Baskın sırasındaki muamelelerden bir komplo ile karşı karşıya kaldığını fark ettiğini belirten Ertaş; "Daha sonra evden çıkartıp bizi adli tıpa götürdüler. Sadece çantasında silah ve esrar çıkan bayanı adli tıpa çıkardılar. Bizi çıkartmadılar. Bizi, siz gözaltında değilsiniz sadece ifadenize başvuracağız, dediler. Emniyete gittik orada bir hareketliliğin olduğunu fark ettim. Hatta narkotikteki polislerin, `Ne oluyor? Bir gram esrardan dolayı bu kadar hazırlık niye?` şeklinde kendi aralarında konuştuklarına şahit oldum. Bunu üzerine ben kendimce bunun bir komplo olduğunun kanaatine vardım. Çünkü bunu medyatikleştirme çabası içerisine girdiklerini gördüm. Çantasında esrar bulunan kadına değil de en çok bana odaklandıklarını gördüm. Emniyetten çıkarılırken arkadan iki elimi kelepçelediler. Polislere yelek giyme konusunda uyarılar geliyordu. Benim de en önde götürülmem için talimat veriyorlardı. O şekilde emniyetten çıkarıldık. Emniyetten çıkarken de bütün medyanın oraya çağrıldığını gördüm. Uzun bir şekilde yürütüldüm. Medyanın iyi görüntü alabilmesi için arabayı uzağa park etmişlerdi. Arabaya bindirilirken gazetecilerin, "fuhuş yaptığınız için mi alındınız?" gibi sorular sorunca ben bunun emniyetten gazetecileri fuhuş operasyonu olarak lanse ettiklerini fark ettim. Çünkü sorular o yönde soruluyordu" dedi.

Bir günlük polis gözaltısının ardından savcılığa bile sevk edilmeden serbest kaldığına dikkat çeken Ertaş; "Savcılığa çıkartılmama bile gerek duyulmadan polis tarafından bırakıldım. Ama kurulan komplo ile basına uyuşturucu ve fuhuş operasyonunda yakalandığım izlenimi verilmek istendi. Bu şekilde şahsım üzerinden İslami STK`ların töhmet altında bırakılmak istendiğine inanıyorum. Bu iftiralar benden çok İhya Der ve camiamıza yönelik bir yıpratma ve imha çalışmasıdır. Zaten olayın gelişimi ve basına servis edilişi bunu açıkça gösteriyor" dedi.
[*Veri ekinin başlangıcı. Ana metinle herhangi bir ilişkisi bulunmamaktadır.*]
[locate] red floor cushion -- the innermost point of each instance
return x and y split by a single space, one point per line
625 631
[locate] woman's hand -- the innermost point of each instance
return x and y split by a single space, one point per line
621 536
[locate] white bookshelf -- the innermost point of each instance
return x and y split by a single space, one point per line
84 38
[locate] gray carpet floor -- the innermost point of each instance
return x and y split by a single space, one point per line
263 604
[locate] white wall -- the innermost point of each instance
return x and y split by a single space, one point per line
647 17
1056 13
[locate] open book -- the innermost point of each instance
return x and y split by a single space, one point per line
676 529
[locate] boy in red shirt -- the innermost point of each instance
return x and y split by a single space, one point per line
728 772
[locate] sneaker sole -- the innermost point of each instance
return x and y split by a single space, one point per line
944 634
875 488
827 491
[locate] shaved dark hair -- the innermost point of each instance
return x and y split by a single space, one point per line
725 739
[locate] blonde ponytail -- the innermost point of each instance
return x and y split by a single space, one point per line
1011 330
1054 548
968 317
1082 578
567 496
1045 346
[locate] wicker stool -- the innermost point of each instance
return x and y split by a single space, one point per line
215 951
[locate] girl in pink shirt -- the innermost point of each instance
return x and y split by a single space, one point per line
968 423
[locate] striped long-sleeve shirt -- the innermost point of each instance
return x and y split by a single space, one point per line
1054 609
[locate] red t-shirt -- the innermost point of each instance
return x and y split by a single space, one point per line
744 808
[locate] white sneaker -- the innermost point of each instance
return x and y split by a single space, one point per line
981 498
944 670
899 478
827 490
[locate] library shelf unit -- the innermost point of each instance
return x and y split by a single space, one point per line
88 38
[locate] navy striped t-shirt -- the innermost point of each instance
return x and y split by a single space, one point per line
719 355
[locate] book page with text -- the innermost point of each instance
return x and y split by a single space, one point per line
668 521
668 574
Komplonun 28 Şubat sürecini aratmayacak şekilde planlandığını belirten Ertaş, "Bu iftiranın asılsız bir komplo olduğunu tüm Müslümanların bilmesini istiyorum. "Bu tür iftiralar Hz Yusuf ve Hz Aişe`ye atılmış ve hedefine hiçbir zaman ulaşamamıştır. Allah`ın izniyle bu iftira da amacına ulaşamayacaktır. Bu konuda Allah`a inancımız tamdır. Ayrıca polis tarafından benim için Hizbullah lideri uyuşturucu ve fuhuş operasyonunda yakalandı şeklinde basına servisler yapıldı. Bu tamamıyla iftiradır ve belli mihrakların oyunudur. 28 Şubat`ın aktörlerinin bir bir gözaltına alındığı şu günlerde 28 Şubat olaylarından farksız düzülen bu komplo aynı sürecin devam ettiğini ve bitmediğini o günün aktörlerinin yerine yenilerinin geçtiğini gösteriyor."dedi.